Grandi Narratori del '900
Italo Calvino - Il sentiero dei nidi di ragno
Nel 1946, all'indomani della Resistenza, Italo Calvino è un giovane scrittore alle prime armi, che traspone l'esperienza della guerra partigiana in un romanzo destinato a diventare uno dei capolavori della letteratura dell'epoca, "Il sentiero dei nidi di ragno". L'approccio dell'autore alla Storia è del tutto nuovo: il punto di vista della narrazione è quello d'un bambino, una volontaria regressione che permette di raccontare la guerra partigiana da una lontananza notevole e senza strumenti etici definiti, perché i bambini non hanno una chiara coscienza del bene e del male. È così che Pin osserva il mondo dei grandi, favoloso e pieno di misteri, come lo sono gli amplessi della sorella, il suo amante che è un soldato fascista con la pistola, le riunioni nei boschi d'uomini che sembrano mettere in scena un gioco complicato e pericoloso. E' il gioco della guerra, a cui Pin vuole partecipare, con la testardaggine e l'ingenuità dei bambini, un gioco che non capisce e che smaschera con i suoi scherzi beffardi.
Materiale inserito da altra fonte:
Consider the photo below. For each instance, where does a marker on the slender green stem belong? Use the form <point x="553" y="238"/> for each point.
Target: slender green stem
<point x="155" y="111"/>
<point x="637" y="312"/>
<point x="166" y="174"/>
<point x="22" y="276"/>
Pin ha circa dieci anni, ha perso i genitori, vive con la sorella che fa la prostituta, lavora presso la bottega di un calzolaio mentre il padrone è in prigione e desidera piacere ai grandi, al punto da fare una scommessa che gli costerà cara: per vincere, ruba la pistola all'amante della sorella, la favolosa P38 e la nasconde nel suo luogo segreto, il sentiero dei nidi di ragno che è per lui un rifugio e una 'palestra' di crudeltà. Qui vige la legge della natura selvatica e incontaminata, qui il bambino replica ciò che vede fare ai grandi, applica il diritto del più forte massacrando rane, ragni e grilli. La bravata della pistola conduce Pin in prigione, e poi, in seguito all'evasione con il partigiano Lupo Rosso, nel cuore della Resistenza, sulle montagne liguri. Qui Pin incontra un Amico, una persona di cui finalmente si può fidare, il partigiano Cugino, un omone grande e grosso, col suo mantello e le mani che sembrano fatte di pane, il primo a cui svelerà il segreto sentiero dei nidi di ragno. Ironia, e crudeltà, della sorte, sarà proprio Cugino ad essere incaricato di uccidere la sorella di Pin, spia per i tedeschi, secondo quelle logiche della Storia incomprensibili al bambino. Ma la certezza di aver trovato un Amico con cui condividere i propri pensieri, un uomo altrettanto ferito, tradito dalla Storia, basta a Pin per andare avanti.